Open Access
Novel techniques for enhancement and segmentation of acne vulgaris lesions
Author(s) -
Malik A. S.,
Humayun J.,
Kamel N.,
Yap F. B.B.
Publication year - 2014
Publication title -
skin research and technology
Language(s) - English
Resource type - Journals
SCImago Journal Rank - 0.521
H-Index - 69
eISSN - 1600-0846
pISSN - 0909-752X
DOI - 10.1111/srt.12122
Subject(s) - acne , segmentation , artificial intelligence , computer science , pixel , normalization (sociology) , image segmentation , pattern recognition (psychology) , computer vision , medicine , dermatology , sociology , anthropology
Background More than 99% acne patients suffer from acne vulgaris.
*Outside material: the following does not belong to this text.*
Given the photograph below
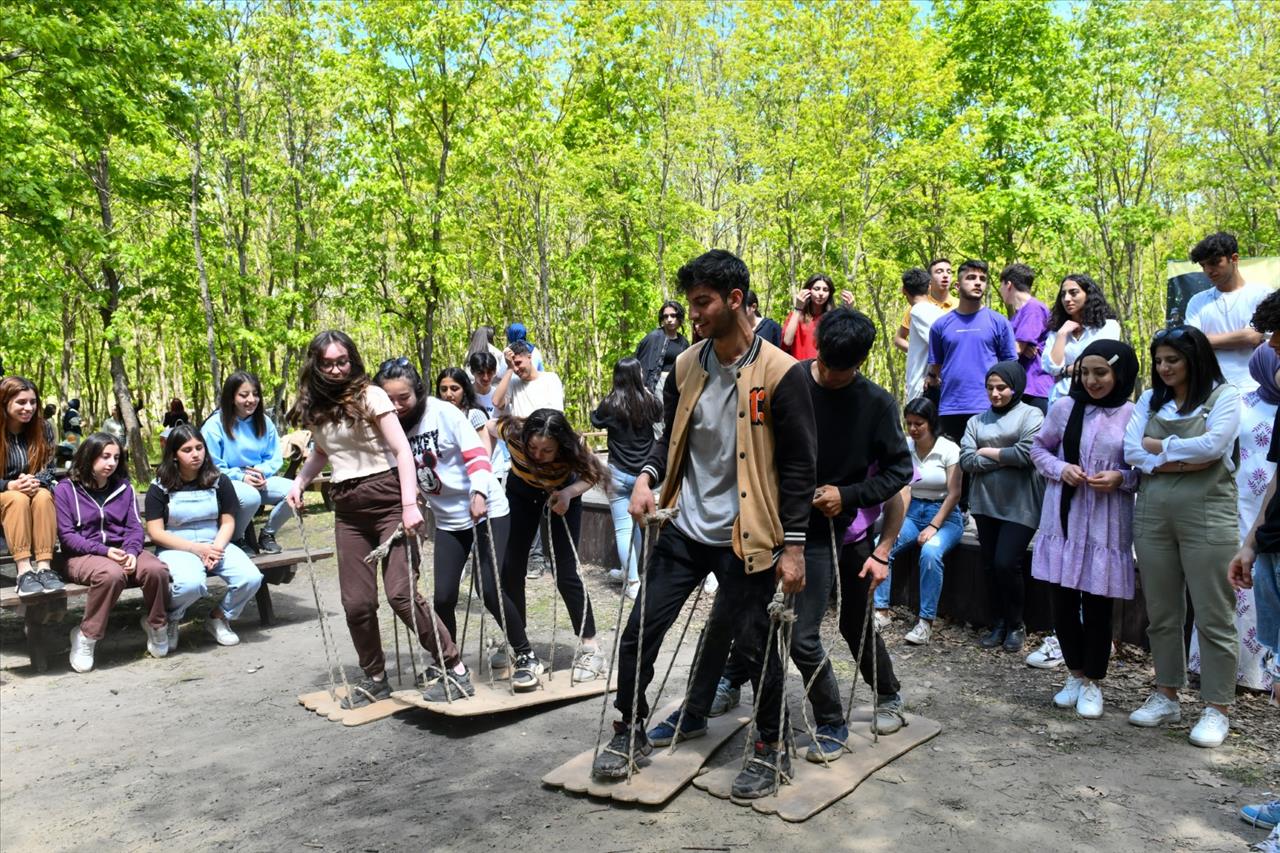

While diagnosing the severity of acne vulgaris lesions, dermatologists have observed inter‐rater and intra‐rater variability in diagnosis results. This is because during assessment, identifying lesion types and their counting is a tedious job for dermatologists. To make the assessment job objective and easier for dermatologists, an automated system based on image processing methods is proposed in this study. Objectives There are two main objectives: (i) to develop an algorithm for the enhancement of various acne vulgaris lesions; and (ii) to develop a method for the segmentation of enhanced acne vulgaris lesions. Methods For the first objective, an algorithm is developed based on the theory of high dynamic range ( HDR ) images. The proposed algorithm uses local rank transform to generate the HDR images from a single acne image followed by the log transformation. Then, segmentation is performed by clustering the pixels based on Mahalanobis distance of each pixel from spectral models of acne vulgaris lesions. Results Two metrics are used to evaluate the enhancement of acne vulgaris lesions, i.e., contrast improvement factor ( CIF ) and image contrast normalization ( ICN ). The proposed algorithm is compared with two other methods. The proposed enhancement algorithm shows better result than both the other methods based on CIF and ICN. In addition, sensitivity and specificity are calculated for the segmentation results. The proposed segmentation method shows higher sensitivity and specificity than other methods. Conclusion This article specifically discusses the contrast enhancement and segmentation for automated diagnosis system of acne vulgaris lesions. The results are promising that can be used for further classification of acne vulgaris lesions for final grading of the lesions.